Decoding how gene expression is regulated is critical to understanding disease. Regulatory DNA is decoded by the cell in a process termed “cis-regulatory logic”, where proteins called Transcription Factors (TFs) bind to specific DNA sequences within the genome and work together to produce as output a level of gene expression for downstream adjacent genes. This process is exceedingly complex to model as a large number of parameters is needed to fully describe the process (see Rationale, de Boer et al. 2020; Zeitingler J. 2020).
Having the ability to understand cis-regulatory logic in the human genome is an important goal and would provide insight into the origins of many diseases. However, learning models from human data is challenging due to limitations in the diversity of sequences present within the human genome (e.g. extensive repetitive DNA), the vast number of cell types that differ in how they interpret regulatory DNA, limited reporter assay data, and substantial technical biases present in many omic methods.

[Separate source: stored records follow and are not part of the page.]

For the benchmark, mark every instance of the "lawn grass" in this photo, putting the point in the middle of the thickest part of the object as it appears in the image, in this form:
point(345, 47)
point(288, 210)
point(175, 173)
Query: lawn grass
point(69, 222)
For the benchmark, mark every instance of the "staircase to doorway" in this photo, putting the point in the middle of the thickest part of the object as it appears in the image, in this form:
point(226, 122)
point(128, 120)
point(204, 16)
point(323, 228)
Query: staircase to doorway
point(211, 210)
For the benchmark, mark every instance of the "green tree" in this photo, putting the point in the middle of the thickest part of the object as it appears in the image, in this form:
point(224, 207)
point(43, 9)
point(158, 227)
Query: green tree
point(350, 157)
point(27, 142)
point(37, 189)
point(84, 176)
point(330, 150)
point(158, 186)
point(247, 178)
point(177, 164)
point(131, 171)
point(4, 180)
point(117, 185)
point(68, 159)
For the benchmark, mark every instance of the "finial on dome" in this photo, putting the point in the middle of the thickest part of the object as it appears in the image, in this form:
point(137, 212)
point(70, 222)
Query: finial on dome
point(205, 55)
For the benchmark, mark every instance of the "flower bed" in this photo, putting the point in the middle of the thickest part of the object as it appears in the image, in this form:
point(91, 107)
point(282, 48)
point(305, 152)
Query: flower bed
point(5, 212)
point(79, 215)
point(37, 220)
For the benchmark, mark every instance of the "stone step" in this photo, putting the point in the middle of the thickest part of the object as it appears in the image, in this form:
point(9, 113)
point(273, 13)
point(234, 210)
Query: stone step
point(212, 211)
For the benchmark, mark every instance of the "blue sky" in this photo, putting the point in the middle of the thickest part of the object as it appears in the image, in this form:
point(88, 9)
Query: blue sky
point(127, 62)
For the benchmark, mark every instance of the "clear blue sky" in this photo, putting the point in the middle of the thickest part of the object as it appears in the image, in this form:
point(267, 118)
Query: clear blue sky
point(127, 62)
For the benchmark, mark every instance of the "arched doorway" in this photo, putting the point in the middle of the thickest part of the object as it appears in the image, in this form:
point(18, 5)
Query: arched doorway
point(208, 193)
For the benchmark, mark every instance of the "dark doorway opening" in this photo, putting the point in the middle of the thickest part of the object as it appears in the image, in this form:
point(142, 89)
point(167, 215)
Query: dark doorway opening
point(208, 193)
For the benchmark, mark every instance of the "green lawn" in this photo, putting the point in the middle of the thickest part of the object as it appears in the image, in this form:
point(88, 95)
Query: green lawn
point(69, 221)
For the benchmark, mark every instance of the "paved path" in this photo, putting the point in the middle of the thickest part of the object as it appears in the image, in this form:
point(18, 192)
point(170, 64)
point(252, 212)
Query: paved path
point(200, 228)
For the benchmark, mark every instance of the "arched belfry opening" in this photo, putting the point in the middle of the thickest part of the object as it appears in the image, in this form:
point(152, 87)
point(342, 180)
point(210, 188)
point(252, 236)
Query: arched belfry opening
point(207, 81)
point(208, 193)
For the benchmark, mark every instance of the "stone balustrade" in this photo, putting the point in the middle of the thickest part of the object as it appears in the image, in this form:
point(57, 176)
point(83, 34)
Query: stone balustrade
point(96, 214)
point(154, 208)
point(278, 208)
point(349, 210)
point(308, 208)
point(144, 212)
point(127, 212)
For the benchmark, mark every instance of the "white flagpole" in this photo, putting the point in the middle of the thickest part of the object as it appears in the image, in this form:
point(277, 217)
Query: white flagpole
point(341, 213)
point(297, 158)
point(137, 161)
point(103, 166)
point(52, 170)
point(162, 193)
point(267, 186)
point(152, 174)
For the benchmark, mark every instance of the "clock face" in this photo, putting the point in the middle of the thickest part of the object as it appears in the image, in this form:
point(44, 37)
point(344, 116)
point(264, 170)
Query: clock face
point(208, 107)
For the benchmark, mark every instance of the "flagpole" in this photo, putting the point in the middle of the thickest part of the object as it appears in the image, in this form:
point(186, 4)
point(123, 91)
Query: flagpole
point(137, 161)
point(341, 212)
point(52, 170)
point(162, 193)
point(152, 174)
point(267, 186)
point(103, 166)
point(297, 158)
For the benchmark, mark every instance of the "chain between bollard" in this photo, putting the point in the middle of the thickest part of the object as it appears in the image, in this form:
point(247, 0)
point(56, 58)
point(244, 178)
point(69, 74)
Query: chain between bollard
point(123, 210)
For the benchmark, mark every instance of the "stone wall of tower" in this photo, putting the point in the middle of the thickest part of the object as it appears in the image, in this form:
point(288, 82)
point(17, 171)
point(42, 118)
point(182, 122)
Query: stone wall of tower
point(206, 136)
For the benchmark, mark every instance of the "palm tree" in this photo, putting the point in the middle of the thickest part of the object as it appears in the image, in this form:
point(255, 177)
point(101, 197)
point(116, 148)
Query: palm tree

To overcome these issues, we have recently created high-throughput measurements of the cis-regulatory activity of millions of randomly generated promoters in the single-cell organism Yeast (de Boer et al. 2020). Here, the expression level generated by each promoter sequence is measured via a fluorescent reporter gene regulated by a promoter (Sharon et al. 2012). The set of randomly generated promoter sequences is so large that it rivals the complexity of the entire human genome, which gives us unprecedented power to learn the many parameters required to understand gene regulation (see Rationale). Because both human and Yeast cis-regulatory logic uses similar principles, we hope that the model architectures learned on yeast data can inform on how to create models for the human genome.
In this competition, the participants will be given expression measurements of millions of randomly generated promoter sequences to train machine learning models that predict gene expression from sequences. The participants will be provided with TPU Research Cloud resources to help train their models.